Introduction
Survey data is a powerful analysis tool, providing a window into people's thoughts, behaviors, and experiences. By collecting responses from a diverse sample of responders on a range of topics, surveys offer invaluable insights. These can help researchers, businesses, and policymakers make informed decisions and understand diverse perspectives.
In today's blog we'll look more closely at survey data including:
- Fundamental characteristics of survey data.
- Data cleaning considerations.
- Data exploration using frequency tables and data visualizations.
- Managing survey data in GAUSS.
Survey Data
Survey data presents unique characteristics and challenges that require careful consideration during the data analysis process.

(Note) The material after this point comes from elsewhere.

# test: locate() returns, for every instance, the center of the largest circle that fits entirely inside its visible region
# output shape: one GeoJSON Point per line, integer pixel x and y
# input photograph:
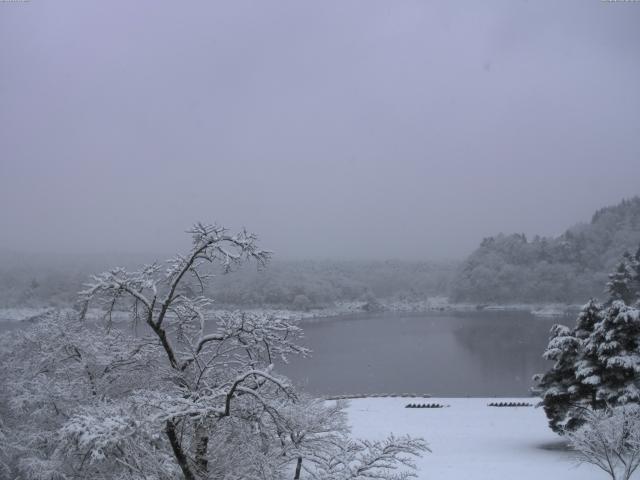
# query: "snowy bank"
{"type": "Point", "coordinates": [470, 440]}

Survey Data Characteristics |
||
---|---|---|
Categorical Nature | Survey data often involves categorical variables, where responses are grouped into distinct categories. Understanding the nature of these categories is crucial for choosing appropriate analysis methods. | |
Ordinal and Nominal Variables | It is important to recognize the distinction between ordinal variables (categories with a meaningful order) and nominal variables (categories without a specific order). This impacts the choice of statistical tests and visualization techniques. | |
Missing Data | Surveys may have missing or incomplete responses. Strategies for handling missing data, such as imputation or excluding incomplete cases, need to be considered. | |
Large Sample Sizes | Surveys often involve large sample sizes, leading to statistically significant but not necessarily practically significant results. It's crucial to consider whether the observed results are meaningful or impactful in the specific context of the study. | |
Multivariate Nature | Surveys explore relationships among multiple variables simultaneously. Multivariate analysis allows for a more comprehensive understanding of the complex relationships between different factors. | |
Choice modeling | Surveys act as a primary data collection method for understanding individuals' preferences and choices. Choice modeling techniques expand the insights gained from survey responses, providing a quantitative framework for analyzing decision-making processes in various contexts. |
Data Cleaning Considerations For Analyzing Survey Data
Data cleaning allows us to identify and address errors, inconsistencies, and missing values. It is crucial for survey data and helps to:
- Ensure accuracy.
- Improve reliability.
- Make meaningful and trustworthy insights.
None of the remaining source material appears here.